# taz.de -- Social-Media-Profile als Nachlass: Über den Tod hinaus
       
       > Peter Engemaier hat zwei seiner Kinder verloren. Doch im Internet leben
       > sie weiter. Er kann dagegen nichts unternehmen.
       
 (IMG) Bild: Zwei seiner Kinder sind verstorben. Den digitalen Nachlass kann Peter Engemaier nicht regeln
       
       Wolfsburg/Berlin taz | In seine Heimat Zittau fährt er nur noch, wenn ein
       neues Grab dazukommt, sagt Peter Engemaier. Sein Sohn André starb vor
       achtzehn Jahren, seine Tochter Eva vor fünf. Die Zeit heilt keine Wunden.

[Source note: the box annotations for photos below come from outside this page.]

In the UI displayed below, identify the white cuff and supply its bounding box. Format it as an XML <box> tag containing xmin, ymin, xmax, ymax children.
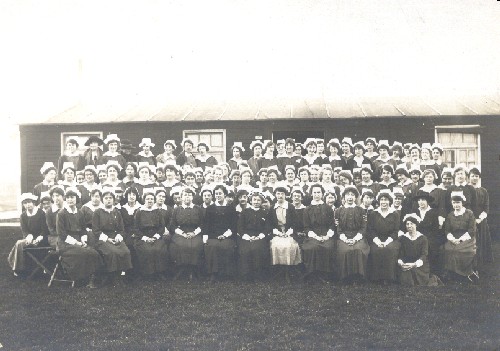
<box><xmin>353</xmin><ymin>233</ymin><xmax>363</xmax><ymax>241</ymax></box>
<box><xmin>64</xmin><ymin>235</ymin><xmax>76</xmax><ymax>245</ymax></box>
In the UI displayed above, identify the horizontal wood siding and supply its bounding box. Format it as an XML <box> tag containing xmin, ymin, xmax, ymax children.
<box><xmin>20</xmin><ymin>116</ymin><xmax>500</xmax><ymax>234</ymax></box>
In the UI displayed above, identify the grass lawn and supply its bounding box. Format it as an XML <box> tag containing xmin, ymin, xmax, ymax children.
<box><xmin>0</xmin><ymin>227</ymin><xmax>500</xmax><ymax>350</ymax></box>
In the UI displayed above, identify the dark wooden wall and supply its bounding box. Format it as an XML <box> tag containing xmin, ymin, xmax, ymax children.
<box><xmin>20</xmin><ymin>116</ymin><xmax>500</xmax><ymax>234</ymax></box>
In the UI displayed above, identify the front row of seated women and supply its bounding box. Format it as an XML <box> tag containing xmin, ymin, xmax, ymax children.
<box><xmin>9</xmin><ymin>184</ymin><xmax>477</xmax><ymax>287</ymax></box>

       „Man kann Menschen nicht einfach wie Dinge aus dem Dachboden in den
       Sperrmüll tun. Die bleiben präsent, solange noch Blut durch die Adern
       fließt.“
       
       Engemaier, 68, wohnt in Niedersachsen, eine halbe Autostunde von Wolfsburg
       entfernt. Der Rentner versucht, Ordnung auf dem Tisch herzustellen: die
       Tasse Cappuccino, das Smartphone, die zwei Hörgeräte. Er befestigt eines
       hinter dem linken Ohr, das andere hinter dem rechten und taucht auf in die
       Geräuschkulisse. Vögel zwitschern. In der Ferne fährt ein Traktor über den
       Feldweg. „Ich muss gar nicht so weit wegfahren, um mich zu entspannen“,
       sagt er. Doch Ruhe findet er keine.
       
       Wenn er seine eigene Tochter googelt, findet er Fotos und ein deaktiviertes
       Profil auf der Webseite StayFriends. Fünf Jahre nach ihrem Tod lassen sich
       diese Daten noch immer abrufen.
       
       „Wenn jemand stirbt, dann sollen die Daten gelöscht werden“, sagt er.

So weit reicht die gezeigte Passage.